Ноги Скворешни бессильно упали, умолк его громоподобный голос, закрылись глаза, и, огромный, закованный в металл, он безжизненно вытянулся на песчаном дне грота.
Сквозь песчаное облако, поднятое со дна, дрожа от нетерпения и восторга, Павлик вскочил на поверженную скалу и выбежал наружу. Его звенящий голос понесся в пространство:
— Сюда! Сюда! Скворешня сбросил скалу! Скорее на помощь! Он умирает! Скорее! Я пеленгую ультразвуком! Ловите! Ловите! По глубиномеру — семьдесят два метра от поверхности!
Он водил дулом пистолета, и во все стороны помчались неслышные гонцы — вестники победы и горя.

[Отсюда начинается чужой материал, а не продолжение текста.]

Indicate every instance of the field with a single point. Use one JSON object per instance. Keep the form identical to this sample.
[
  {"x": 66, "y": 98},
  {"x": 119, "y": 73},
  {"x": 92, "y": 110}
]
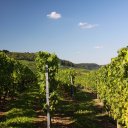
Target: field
[{"x": 84, "y": 111}]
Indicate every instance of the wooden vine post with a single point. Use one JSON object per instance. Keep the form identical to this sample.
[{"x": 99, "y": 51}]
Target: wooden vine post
[{"x": 47, "y": 97}]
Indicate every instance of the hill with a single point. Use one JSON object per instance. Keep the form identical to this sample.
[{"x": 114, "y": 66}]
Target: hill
[{"x": 29, "y": 58}]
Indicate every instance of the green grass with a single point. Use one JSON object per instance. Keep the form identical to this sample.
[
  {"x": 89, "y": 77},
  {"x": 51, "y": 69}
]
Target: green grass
[
  {"x": 21, "y": 112},
  {"x": 82, "y": 110}
]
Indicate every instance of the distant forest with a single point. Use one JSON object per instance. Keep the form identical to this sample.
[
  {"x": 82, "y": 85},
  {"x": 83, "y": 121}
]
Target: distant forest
[{"x": 63, "y": 63}]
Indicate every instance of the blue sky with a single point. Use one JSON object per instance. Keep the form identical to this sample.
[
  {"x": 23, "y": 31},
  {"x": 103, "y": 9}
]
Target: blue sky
[{"x": 82, "y": 31}]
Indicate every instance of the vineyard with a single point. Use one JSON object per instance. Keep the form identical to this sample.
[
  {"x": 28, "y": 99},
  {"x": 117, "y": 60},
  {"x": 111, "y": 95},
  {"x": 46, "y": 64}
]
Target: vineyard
[{"x": 78, "y": 98}]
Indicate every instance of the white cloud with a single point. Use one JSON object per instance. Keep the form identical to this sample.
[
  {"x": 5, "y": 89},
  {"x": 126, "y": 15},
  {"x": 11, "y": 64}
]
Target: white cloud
[
  {"x": 84, "y": 25},
  {"x": 98, "y": 47},
  {"x": 54, "y": 15}
]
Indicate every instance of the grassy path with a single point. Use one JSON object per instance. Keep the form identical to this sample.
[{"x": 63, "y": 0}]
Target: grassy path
[{"x": 83, "y": 112}]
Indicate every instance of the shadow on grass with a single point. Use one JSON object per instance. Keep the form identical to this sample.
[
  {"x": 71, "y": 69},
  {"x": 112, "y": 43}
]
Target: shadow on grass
[
  {"x": 84, "y": 113},
  {"x": 22, "y": 111}
]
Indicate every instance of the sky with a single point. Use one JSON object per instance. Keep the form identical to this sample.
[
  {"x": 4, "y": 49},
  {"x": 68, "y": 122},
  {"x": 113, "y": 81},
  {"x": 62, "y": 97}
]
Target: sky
[{"x": 81, "y": 31}]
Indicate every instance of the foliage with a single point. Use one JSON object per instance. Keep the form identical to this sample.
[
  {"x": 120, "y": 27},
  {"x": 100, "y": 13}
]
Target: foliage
[
  {"x": 43, "y": 59},
  {"x": 14, "y": 77},
  {"x": 111, "y": 83}
]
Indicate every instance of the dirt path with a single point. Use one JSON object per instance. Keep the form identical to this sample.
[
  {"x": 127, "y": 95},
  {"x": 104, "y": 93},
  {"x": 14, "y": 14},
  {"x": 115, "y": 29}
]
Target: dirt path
[{"x": 85, "y": 111}]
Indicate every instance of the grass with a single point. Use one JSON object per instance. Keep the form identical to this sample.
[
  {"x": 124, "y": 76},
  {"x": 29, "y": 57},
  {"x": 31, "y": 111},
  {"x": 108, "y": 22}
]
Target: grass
[{"x": 81, "y": 112}]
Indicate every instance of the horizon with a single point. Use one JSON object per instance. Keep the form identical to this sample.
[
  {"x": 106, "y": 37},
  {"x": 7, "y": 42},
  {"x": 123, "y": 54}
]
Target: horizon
[{"x": 87, "y": 32}]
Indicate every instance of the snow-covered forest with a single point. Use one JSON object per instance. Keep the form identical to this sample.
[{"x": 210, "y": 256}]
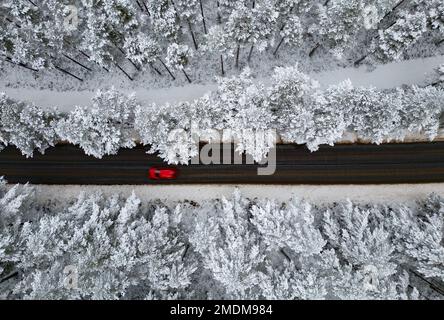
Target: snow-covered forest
[
  {"x": 293, "y": 104},
  {"x": 195, "y": 40},
  {"x": 99, "y": 247}
]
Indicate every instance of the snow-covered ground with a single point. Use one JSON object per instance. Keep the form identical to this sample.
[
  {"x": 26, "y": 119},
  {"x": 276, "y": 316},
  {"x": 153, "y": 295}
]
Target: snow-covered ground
[
  {"x": 386, "y": 76},
  {"x": 383, "y": 194}
]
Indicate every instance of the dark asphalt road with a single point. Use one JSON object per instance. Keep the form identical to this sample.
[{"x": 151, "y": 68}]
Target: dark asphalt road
[{"x": 342, "y": 164}]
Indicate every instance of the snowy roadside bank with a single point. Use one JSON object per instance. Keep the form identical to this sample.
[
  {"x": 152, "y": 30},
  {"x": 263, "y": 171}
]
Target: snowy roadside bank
[
  {"x": 320, "y": 194},
  {"x": 385, "y": 76}
]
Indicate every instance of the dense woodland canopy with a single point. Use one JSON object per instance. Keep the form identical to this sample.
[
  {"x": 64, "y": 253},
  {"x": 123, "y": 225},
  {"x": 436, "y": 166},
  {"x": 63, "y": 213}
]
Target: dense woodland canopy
[
  {"x": 294, "y": 106},
  {"x": 164, "y": 35},
  {"x": 112, "y": 247}
]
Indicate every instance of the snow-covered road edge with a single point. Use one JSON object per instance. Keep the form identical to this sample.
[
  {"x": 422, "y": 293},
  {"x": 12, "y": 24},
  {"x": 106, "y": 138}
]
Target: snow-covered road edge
[
  {"x": 391, "y": 75},
  {"x": 319, "y": 194}
]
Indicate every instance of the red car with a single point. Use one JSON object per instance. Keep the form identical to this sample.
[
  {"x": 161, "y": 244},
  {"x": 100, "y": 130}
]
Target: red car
[{"x": 162, "y": 173}]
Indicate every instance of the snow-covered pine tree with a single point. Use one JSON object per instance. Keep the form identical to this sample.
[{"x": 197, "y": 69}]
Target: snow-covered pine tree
[
  {"x": 229, "y": 248},
  {"x": 242, "y": 107},
  {"x": 142, "y": 49},
  {"x": 104, "y": 28},
  {"x": 289, "y": 227},
  {"x": 375, "y": 114},
  {"x": 34, "y": 34},
  {"x": 339, "y": 22},
  {"x": 419, "y": 236},
  {"x": 392, "y": 42},
  {"x": 15, "y": 208},
  {"x": 166, "y": 129},
  {"x": 264, "y": 24},
  {"x": 178, "y": 57},
  {"x": 104, "y": 127},
  {"x": 27, "y": 127},
  {"x": 164, "y": 19},
  {"x": 421, "y": 110},
  {"x": 294, "y": 97},
  {"x": 291, "y": 33},
  {"x": 362, "y": 240},
  {"x": 117, "y": 250}
]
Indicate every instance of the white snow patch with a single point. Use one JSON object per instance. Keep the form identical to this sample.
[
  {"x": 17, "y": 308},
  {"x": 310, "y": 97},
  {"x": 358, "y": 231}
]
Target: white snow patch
[
  {"x": 320, "y": 194},
  {"x": 390, "y": 75}
]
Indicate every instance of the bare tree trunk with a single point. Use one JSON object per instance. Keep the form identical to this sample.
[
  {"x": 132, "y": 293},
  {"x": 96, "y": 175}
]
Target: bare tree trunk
[
  {"x": 203, "y": 17},
  {"x": 186, "y": 76},
  {"x": 123, "y": 52},
  {"x": 155, "y": 69},
  {"x": 222, "y": 65},
  {"x": 121, "y": 69},
  {"x": 219, "y": 18},
  {"x": 192, "y": 34},
  {"x": 312, "y": 52},
  {"x": 432, "y": 285},
  {"x": 7, "y": 59},
  {"x": 250, "y": 53},
  {"x": 68, "y": 73},
  {"x": 147, "y": 11},
  {"x": 185, "y": 251},
  {"x": 237, "y": 56},
  {"x": 76, "y": 62},
  {"x": 285, "y": 255},
  {"x": 393, "y": 9},
  {"x": 359, "y": 61},
  {"x": 9, "y": 276},
  {"x": 165, "y": 66},
  {"x": 278, "y": 46},
  {"x": 140, "y": 7}
]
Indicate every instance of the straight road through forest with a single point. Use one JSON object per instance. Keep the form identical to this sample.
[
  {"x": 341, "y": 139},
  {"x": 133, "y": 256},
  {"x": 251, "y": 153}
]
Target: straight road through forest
[{"x": 341, "y": 164}]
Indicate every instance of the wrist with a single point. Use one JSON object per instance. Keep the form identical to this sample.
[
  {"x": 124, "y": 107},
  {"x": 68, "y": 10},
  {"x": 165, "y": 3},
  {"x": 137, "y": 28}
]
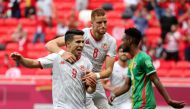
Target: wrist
[
  {"x": 61, "y": 52},
  {"x": 97, "y": 76}
]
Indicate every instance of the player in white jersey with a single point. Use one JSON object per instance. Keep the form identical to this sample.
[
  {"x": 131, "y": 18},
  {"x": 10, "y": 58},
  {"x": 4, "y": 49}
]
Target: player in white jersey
[
  {"x": 68, "y": 89},
  {"x": 99, "y": 47},
  {"x": 117, "y": 78}
]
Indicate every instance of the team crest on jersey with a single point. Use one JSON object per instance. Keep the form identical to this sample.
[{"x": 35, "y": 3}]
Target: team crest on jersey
[
  {"x": 87, "y": 41},
  {"x": 105, "y": 46}
]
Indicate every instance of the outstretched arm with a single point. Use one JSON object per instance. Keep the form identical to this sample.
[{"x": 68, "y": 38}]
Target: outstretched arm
[
  {"x": 30, "y": 63},
  {"x": 175, "y": 104},
  {"x": 120, "y": 90}
]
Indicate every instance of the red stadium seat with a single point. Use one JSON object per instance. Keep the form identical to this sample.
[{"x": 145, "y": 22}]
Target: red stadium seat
[
  {"x": 12, "y": 47},
  {"x": 187, "y": 73},
  {"x": 183, "y": 65},
  {"x": 167, "y": 64},
  {"x": 43, "y": 72},
  {"x": 163, "y": 72},
  {"x": 176, "y": 73}
]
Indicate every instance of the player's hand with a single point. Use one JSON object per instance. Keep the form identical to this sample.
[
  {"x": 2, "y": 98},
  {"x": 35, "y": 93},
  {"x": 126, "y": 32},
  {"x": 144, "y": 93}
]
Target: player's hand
[
  {"x": 90, "y": 82},
  {"x": 91, "y": 75},
  {"x": 176, "y": 104},
  {"x": 69, "y": 57},
  {"x": 16, "y": 56},
  {"x": 110, "y": 99}
]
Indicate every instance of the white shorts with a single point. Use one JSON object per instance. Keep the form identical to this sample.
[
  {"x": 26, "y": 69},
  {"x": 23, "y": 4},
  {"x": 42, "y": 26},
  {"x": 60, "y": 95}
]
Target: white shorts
[{"x": 97, "y": 99}]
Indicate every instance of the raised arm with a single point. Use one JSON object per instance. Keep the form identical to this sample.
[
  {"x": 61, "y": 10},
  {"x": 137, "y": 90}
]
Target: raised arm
[
  {"x": 30, "y": 63},
  {"x": 175, "y": 104},
  {"x": 54, "y": 45}
]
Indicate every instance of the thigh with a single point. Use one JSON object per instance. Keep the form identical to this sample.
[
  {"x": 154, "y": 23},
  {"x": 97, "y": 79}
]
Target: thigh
[{"x": 101, "y": 101}]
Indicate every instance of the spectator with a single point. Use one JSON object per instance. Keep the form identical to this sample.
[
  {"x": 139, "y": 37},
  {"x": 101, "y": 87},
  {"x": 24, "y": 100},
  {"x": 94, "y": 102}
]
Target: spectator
[
  {"x": 166, "y": 22},
  {"x": 141, "y": 20},
  {"x": 45, "y": 8},
  {"x": 172, "y": 43},
  {"x": 186, "y": 39},
  {"x": 81, "y": 4},
  {"x": 15, "y": 8},
  {"x": 20, "y": 36},
  {"x": 30, "y": 9},
  {"x": 40, "y": 31},
  {"x": 3, "y": 9},
  {"x": 61, "y": 28}
]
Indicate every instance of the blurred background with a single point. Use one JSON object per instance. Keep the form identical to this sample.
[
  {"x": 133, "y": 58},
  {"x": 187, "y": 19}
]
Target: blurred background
[{"x": 26, "y": 25}]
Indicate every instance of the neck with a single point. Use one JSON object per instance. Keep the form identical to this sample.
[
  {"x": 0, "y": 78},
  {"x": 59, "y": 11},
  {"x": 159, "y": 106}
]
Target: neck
[{"x": 122, "y": 64}]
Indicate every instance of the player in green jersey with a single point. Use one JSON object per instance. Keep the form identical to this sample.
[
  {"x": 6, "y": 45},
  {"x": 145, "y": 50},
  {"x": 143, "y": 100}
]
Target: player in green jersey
[{"x": 140, "y": 75}]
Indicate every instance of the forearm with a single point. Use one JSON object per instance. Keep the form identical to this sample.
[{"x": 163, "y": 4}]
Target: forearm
[
  {"x": 121, "y": 90},
  {"x": 30, "y": 63}
]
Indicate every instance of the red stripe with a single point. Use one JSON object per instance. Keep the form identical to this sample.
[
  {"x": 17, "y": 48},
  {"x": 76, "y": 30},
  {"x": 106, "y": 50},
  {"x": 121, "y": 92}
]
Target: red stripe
[{"x": 144, "y": 94}]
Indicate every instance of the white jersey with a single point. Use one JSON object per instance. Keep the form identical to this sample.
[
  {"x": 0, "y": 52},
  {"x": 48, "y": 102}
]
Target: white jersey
[
  {"x": 118, "y": 79},
  {"x": 97, "y": 51},
  {"x": 68, "y": 91}
]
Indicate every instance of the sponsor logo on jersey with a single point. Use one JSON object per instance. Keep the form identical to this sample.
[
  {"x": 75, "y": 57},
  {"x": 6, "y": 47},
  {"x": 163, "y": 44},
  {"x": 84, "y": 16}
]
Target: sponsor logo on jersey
[{"x": 105, "y": 46}]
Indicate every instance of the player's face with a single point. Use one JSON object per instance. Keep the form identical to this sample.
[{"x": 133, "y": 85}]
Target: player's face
[
  {"x": 122, "y": 55},
  {"x": 99, "y": 24},
  {"x": 127, "y": 41},
  {"x": 76, "y": 46}
]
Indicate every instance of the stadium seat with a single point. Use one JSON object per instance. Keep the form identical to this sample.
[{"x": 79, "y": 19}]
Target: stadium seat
[
  {"x": 163, "y": 72},
  {"x": 183, "y": 64},
  {"x": 187, "y": 73},
  {"x": 43, "y": 72},
  {"x": 27, "y": 71},
  {"x": 12, "y": 47},
  {"x": 167, "y": 64},
  {"x": 176, "y": 73}
]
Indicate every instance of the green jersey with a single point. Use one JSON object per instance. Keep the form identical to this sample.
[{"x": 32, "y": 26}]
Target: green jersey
[{"x": 139, "y": 68}]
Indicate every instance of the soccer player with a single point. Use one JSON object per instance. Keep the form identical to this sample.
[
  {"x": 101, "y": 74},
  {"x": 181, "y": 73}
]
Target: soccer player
[
  {"x": 117, "y": 78},
  {"x": 69, "y": 91},
  {"x": 140, "y": 75},
  {"x": 99, "y": 47}
]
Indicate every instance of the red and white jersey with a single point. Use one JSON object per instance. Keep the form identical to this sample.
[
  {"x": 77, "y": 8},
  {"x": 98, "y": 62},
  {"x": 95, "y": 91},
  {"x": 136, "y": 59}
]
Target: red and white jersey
[
  {"x": 97, "y": 51},
  {"x": 68, "y": 91}
]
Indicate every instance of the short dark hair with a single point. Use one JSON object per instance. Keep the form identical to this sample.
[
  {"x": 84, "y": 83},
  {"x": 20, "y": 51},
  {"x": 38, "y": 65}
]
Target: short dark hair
[
  {"x": 123, "y": 48},
  {"x": 97, "y": 12},
  {"x": 70, "y": 33},
  {"x": 135, "y": 34}
]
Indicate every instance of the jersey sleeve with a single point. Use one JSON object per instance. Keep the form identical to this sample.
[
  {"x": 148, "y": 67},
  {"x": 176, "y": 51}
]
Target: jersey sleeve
[
  {"x": 147, "y": 65},
  {"x": 112, "y": 49},
  {"x": 47, "y": 62}
]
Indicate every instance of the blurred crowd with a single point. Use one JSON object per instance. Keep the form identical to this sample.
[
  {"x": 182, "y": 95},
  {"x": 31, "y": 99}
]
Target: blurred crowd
[{"x": 170, "y": 20}]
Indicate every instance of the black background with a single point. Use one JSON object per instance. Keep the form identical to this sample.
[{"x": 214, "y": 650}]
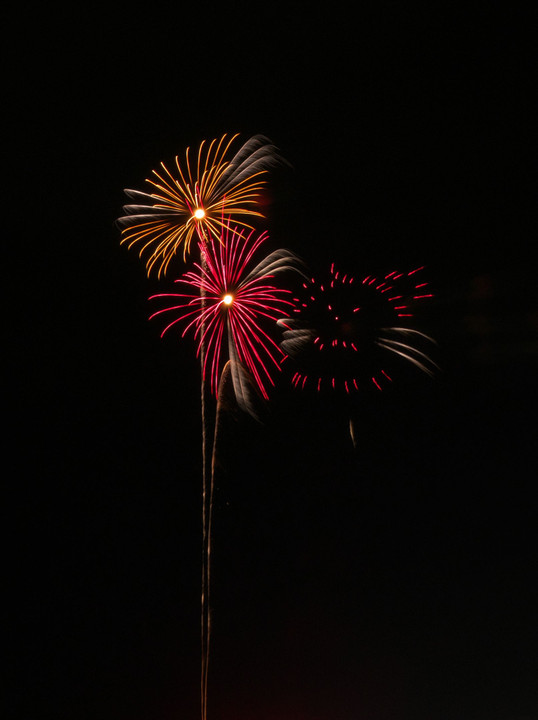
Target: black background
[{"x": 397, "y": 580}]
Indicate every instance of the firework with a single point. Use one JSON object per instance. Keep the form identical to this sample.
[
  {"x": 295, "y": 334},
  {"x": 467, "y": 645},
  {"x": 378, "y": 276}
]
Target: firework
[
  {"x": 191, "y": 200},
  {"x": 346, "y": 332},
  {"x": 229, "y": 303}
]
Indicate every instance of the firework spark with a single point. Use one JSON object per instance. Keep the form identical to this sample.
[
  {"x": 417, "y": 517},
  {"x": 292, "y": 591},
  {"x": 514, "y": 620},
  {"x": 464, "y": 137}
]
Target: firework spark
[
  {"x": 345, "y": 332},
  {"x": 191, "y": 200},
  {"x": 231, "y": 304}
]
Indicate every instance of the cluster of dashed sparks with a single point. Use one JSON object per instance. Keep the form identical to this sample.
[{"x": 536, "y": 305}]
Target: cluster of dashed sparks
[{"x": 344, "y": 332}]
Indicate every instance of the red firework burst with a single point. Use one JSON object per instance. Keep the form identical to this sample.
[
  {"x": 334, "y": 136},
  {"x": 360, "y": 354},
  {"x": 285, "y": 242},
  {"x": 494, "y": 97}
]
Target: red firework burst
[
  {"x": 233, "y": 303},
  {"x": 346, "y": 332}
]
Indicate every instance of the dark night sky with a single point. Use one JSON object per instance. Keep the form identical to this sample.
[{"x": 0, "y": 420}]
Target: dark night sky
[{"x": 394, "y": 582}]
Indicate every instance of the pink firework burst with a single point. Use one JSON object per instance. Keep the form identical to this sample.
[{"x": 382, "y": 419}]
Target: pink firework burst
[
  {"x": 346, "y": 332},
  {"x": 230, "y": 303}
]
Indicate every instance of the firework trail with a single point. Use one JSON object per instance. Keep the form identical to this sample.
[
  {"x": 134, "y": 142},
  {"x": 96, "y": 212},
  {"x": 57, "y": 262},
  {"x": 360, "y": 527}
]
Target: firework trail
[{"x": 230, "y": 305}]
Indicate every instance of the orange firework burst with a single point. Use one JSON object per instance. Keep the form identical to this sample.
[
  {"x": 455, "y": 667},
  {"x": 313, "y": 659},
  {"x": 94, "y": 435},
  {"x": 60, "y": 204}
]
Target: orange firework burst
[{"x": 192, "y": 199}]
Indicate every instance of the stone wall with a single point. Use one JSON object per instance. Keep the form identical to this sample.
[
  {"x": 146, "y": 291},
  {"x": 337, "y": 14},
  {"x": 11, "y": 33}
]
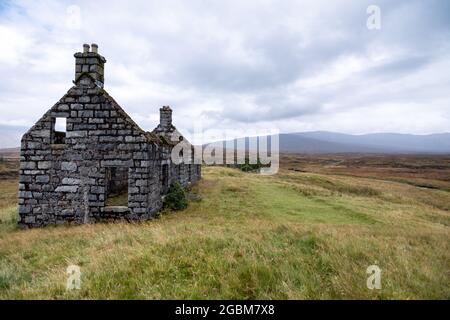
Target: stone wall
[{"x": 67, "y": 182}]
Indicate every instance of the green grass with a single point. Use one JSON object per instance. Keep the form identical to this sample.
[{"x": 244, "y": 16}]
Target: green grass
[{"x": 290, "y": 236}]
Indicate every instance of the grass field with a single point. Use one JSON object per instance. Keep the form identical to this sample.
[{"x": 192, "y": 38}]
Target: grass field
[{"x": 295, "y": 235}]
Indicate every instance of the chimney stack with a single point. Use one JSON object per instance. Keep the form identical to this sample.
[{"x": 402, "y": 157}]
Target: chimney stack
[
  {"x": 165, "y": 118},
  {"x": 90, "y": 62}
]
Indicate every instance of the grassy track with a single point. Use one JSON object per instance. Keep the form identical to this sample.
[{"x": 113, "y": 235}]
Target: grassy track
[{"x": 295, "y": 235}]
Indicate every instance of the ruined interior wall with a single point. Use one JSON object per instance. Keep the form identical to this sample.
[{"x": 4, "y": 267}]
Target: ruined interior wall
[{"x": 60, "y": 183}]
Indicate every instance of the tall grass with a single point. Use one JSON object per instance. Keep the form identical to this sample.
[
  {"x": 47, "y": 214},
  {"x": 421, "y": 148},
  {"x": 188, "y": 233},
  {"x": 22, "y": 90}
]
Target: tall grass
[{"x": 250, "y": 237}]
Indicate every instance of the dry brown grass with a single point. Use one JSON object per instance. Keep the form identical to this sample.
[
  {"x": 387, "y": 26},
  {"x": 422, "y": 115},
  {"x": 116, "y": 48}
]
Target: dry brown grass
[{"x": 296, "y": 235}]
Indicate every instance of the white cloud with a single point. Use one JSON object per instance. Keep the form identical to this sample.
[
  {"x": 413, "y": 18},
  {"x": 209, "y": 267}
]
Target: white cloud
[{"x": 309, "y": 65}]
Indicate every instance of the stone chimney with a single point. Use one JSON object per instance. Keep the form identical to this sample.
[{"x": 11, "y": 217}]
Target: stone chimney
[
  {"x": 90, "y": 62},
  {"x": 165, "y": 118}
]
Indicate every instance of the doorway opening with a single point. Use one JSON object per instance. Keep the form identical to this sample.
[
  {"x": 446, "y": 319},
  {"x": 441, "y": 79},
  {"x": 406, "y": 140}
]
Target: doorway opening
[{"x": 116, "y": 187}]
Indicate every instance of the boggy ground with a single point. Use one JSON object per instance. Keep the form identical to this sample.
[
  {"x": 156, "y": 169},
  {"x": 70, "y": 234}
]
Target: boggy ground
[{"x": 307, "y": 234}]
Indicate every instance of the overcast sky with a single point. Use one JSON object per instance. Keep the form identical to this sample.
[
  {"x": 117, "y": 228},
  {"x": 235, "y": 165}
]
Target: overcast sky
[{"x": 291, "y": 65}]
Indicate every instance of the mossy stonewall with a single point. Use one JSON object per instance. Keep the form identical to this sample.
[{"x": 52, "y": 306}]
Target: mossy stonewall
[{"x": 175, "y": 199}]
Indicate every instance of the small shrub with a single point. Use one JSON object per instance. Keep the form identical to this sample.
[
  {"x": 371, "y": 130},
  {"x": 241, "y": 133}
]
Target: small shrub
[{"x": 175, "y": 199}]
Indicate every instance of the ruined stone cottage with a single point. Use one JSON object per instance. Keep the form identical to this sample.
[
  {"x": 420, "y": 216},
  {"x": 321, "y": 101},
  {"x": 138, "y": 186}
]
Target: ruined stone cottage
[{"x": 86, "y": 160}]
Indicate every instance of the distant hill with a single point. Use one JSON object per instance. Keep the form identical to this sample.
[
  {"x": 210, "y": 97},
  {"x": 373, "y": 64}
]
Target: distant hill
[
  {"x": 319, "y": 142},
  {"x": 390, "y": 143},
  {"x": 332, "y": 142}
]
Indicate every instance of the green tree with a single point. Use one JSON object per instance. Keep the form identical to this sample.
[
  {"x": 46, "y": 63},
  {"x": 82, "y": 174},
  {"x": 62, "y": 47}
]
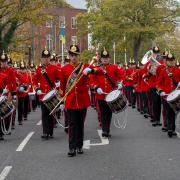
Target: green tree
[
  {"x": 14, "y": 14},
  {"x": 140, "y": 21}
]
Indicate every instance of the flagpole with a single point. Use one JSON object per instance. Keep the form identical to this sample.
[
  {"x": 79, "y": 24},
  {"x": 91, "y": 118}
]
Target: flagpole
[
  {"x": 114, "y": 48},
  {"x": 62, "y": 46}
]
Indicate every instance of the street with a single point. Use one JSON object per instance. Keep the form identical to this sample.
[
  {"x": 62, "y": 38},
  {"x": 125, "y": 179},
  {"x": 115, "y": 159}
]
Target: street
[{"x": 139, "y": 152}]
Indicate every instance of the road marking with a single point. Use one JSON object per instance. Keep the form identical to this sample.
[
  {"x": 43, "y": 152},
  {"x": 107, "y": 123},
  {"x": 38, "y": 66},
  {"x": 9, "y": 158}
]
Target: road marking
[
  {"x": 24, "y": 142},
  {"x": 5, "y": 172},
  {"x": 178, "y": 134},
  {"x": 39, "y": 123},
  {"x": 104, "y": 141}
]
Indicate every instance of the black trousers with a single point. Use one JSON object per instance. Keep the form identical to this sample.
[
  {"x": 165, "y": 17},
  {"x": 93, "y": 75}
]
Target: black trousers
[
  {"x": 106, "y": 115},
  {"x": 76, "y": 118},
  {"x": 1, "y": 133},
  {"x": 23, "y": 103},
  {"x": 169, "y": 116},
  {"x": 155, "y": 105},
  {"x": 131, "y": 95},
  {"x": 144, "y": 99},
  {"x": 47, "y": 121}
]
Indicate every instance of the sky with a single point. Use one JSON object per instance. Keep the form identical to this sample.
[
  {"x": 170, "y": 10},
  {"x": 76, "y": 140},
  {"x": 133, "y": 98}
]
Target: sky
[{"x": 77, "y": 3}]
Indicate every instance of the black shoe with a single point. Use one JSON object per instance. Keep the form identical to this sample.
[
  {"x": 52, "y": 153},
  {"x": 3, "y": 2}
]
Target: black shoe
[
  {"x": 66, "y": 130},
  {"x": 170, "y": 134},
  {"x": 80, "y": 151},
  {"x": 164, "y": 129},
  {"x": 72, "y": 153},
  {"x": 44, "y": 136},
  {"x": 174, "y": 133},
  {"x": 104, "y": 134},
  {"x": 1, "y": 138},
  {"x": 145, "y": 116}
]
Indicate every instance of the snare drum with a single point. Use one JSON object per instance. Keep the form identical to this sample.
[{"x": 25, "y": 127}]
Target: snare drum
[
  {"x": 32, "y": 96},
  {"x": 51, "y": 100},
  {"x": 117, "y": 101},
  {"x": 6, "y": 107},
  {"x": 174, "y": 100}
]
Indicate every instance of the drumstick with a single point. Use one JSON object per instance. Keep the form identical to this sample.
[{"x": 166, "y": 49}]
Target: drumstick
[{"x": 3, "y": 92}]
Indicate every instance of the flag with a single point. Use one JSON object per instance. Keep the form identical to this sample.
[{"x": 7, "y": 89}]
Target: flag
[{"x": 62, "y": 35}]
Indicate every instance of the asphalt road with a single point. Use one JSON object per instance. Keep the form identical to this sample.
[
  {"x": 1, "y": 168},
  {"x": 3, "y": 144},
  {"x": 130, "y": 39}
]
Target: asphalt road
[{"x": 139, "y": 152}]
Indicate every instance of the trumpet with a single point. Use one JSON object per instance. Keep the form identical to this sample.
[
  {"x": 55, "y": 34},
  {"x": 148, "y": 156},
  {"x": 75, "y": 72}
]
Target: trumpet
[{"x": 149, "y": 57}]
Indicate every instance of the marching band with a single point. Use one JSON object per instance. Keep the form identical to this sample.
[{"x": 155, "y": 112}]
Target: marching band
[{"x": 152, "y": 86}]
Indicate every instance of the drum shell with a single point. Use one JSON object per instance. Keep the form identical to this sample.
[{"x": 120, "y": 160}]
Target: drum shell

Павлик не смог бы сказать, сколько прошло времени в этом лихорадочно напряженном ожидании — минута или час, когда из подводной тьмы вдруг донесся радостный крик Марата:
— Поймал! Поймал! Держи луч, Павлик! Держи! Плыву точно на норд-ост! Ко мне! Ко мне, товарищи!
И отовсюду — с севера, с запада, с юга — понеслись радостные восклицания, восторженные крики.
— Плыву за тобой, Марат, — доносился голос Цоя.
— Сейчас будем у тебя, бичо!.. — кричал зоолог.
— Держись, Павлик! Держись, мальчуган! — говорил комиссар Семин. — Сюда, сюда, Матвеев! Вот я!
Словно рой сорвавшихся с темного неба звезд, неслись к Павлику со всех сторон огоньки фонарей. Павлик опустил онемевшую руку с пистолетом и лишь поворачивал шлем с фонарем на все румбы, словно маяк, привлекая к себе огоньки спешивших друзей. Огоньки росли, множились и вдруг завертелись вокруг Павлика бешеным хороводом, ослепляя его, заполняя всю окружающую темноту.
Рой звезд налетел, словно вихрь. В один миг десятки рук подхватили безжизненные тела Скворешни и Павлика, и через минуту отряд стремительно несся в открытый океан, к подлодке «Пионер», замершей в ожидании на глубине двухсот метров.
Глава XIII
Скромные расчеты
Старший лейтенант Богров нажал кнопку на центральном щите управления и повернул небольшой штурвал со стрелкой на несколько делений вправо.
«Пионер» приподнял нос и устремился по наклонной линии вперед, набирая высоту. На глубине в триста метров он выровнялся и продолжал движение на юг.
— Так хорошо, Иван Степанович? — спросил старший лейтенант Шелавина.
— Отлично! Абсолютно все видно, — простуженным тенорком удовлетворенно ответил океанограф, не спуская близоруких, прищуренных глаз с купола экрана.